Gli sviluppatori di app possono scegliere se passare alle nuove condizioni commerciali o continuare con le attuali condizioni Apple, ma devono adottare le nuove condizioni commerciali per utilizzare le nuove funzioni per la distribuzione alternativa e l'elaborazione dei pagamenti nelle app dell'UE.

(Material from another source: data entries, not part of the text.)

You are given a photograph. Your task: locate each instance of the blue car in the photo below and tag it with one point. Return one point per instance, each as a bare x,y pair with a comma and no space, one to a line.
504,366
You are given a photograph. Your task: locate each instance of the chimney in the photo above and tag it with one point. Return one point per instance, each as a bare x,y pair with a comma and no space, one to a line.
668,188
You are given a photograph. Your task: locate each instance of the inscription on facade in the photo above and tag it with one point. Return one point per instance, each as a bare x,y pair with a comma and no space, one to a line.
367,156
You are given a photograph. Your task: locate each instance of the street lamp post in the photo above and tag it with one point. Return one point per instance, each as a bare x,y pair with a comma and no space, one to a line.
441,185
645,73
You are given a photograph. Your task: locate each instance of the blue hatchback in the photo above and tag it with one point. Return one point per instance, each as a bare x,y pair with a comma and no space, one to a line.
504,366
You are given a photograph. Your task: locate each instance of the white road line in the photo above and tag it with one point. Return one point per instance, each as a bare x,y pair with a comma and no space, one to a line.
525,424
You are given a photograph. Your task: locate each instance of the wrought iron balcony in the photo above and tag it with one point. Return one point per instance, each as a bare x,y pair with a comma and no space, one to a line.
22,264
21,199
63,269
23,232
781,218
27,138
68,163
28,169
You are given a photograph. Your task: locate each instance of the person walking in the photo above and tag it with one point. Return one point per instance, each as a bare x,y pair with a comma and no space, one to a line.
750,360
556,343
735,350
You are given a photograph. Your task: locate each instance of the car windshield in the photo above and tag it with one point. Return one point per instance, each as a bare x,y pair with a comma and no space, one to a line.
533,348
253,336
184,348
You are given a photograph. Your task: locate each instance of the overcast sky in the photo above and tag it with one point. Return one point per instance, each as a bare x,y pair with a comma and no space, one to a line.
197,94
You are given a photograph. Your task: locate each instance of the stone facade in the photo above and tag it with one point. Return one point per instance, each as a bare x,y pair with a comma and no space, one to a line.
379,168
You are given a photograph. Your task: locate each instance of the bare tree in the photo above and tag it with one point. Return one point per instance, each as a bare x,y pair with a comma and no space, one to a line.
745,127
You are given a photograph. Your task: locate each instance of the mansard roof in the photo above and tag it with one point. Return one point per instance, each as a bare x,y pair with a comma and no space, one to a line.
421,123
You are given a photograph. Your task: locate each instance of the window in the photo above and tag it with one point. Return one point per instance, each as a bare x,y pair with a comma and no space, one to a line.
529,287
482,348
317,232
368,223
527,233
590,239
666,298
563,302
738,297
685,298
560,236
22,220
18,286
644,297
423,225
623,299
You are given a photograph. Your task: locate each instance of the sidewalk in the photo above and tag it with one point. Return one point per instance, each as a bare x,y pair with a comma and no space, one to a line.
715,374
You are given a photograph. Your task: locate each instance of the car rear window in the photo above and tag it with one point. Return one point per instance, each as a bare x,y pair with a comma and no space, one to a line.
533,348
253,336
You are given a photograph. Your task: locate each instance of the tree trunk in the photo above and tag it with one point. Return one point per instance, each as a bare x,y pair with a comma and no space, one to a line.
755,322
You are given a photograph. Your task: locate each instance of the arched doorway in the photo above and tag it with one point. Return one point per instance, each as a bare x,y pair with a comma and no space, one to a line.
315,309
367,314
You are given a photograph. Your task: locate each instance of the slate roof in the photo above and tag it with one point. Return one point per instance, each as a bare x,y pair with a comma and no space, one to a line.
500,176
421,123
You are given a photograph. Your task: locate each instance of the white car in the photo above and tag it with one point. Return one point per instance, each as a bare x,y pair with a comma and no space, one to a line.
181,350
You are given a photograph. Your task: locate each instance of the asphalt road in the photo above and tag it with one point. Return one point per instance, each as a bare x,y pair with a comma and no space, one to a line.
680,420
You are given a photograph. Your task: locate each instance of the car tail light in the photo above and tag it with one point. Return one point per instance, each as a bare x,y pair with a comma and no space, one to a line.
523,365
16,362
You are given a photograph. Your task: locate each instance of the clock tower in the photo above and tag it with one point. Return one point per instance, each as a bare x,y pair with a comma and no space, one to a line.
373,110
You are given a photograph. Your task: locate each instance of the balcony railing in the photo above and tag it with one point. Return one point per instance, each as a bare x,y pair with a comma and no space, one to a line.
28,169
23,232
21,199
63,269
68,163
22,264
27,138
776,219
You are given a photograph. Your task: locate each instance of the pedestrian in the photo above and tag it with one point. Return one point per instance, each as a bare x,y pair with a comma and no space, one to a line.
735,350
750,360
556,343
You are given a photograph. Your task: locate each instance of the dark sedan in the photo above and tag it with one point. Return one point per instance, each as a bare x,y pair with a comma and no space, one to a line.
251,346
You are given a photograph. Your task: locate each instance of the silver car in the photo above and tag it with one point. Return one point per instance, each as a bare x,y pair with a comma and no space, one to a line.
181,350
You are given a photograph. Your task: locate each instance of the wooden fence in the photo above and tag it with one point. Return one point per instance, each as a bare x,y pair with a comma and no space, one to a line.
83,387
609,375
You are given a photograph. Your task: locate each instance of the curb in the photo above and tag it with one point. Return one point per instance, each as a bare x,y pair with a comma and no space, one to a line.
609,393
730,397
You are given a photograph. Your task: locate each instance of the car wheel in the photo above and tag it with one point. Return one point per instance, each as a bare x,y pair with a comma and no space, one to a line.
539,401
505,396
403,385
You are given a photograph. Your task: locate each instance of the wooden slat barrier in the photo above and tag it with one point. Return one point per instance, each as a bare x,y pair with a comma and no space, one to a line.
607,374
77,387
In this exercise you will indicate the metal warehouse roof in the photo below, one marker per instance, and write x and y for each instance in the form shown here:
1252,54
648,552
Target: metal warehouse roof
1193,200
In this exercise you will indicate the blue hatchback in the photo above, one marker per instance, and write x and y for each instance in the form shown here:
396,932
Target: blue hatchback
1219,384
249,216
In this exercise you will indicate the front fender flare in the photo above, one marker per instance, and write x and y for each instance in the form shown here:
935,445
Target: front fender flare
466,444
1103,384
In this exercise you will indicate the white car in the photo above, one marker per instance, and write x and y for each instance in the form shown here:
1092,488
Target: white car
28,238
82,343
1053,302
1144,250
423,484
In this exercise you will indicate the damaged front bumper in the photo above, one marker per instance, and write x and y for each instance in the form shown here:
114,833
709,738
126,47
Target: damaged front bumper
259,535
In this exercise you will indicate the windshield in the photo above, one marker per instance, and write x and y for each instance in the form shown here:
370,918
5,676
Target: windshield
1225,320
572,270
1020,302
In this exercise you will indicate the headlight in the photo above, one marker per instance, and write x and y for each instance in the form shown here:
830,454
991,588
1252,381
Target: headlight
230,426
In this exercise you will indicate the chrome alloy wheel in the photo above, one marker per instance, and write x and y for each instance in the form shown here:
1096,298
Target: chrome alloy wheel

Uno degli elementi che caratterizzano le nuove condizioni è il Commissione per la tecnologia principale: Le app iOS distribuite dall'App Store e/o da un marketplace di app alternativo pagheranno 0,50 euro per ogni prima installazione all'anno oltre la soglia del milione.

Durante un workshop nell'Unione Europea, Apple ha spiegato di rispettare il Digital Markets Act e di essere consapevole di come la Core Technology Fee possa rappresentare un problema per i piccoli sviluppatori di app che diventano virali.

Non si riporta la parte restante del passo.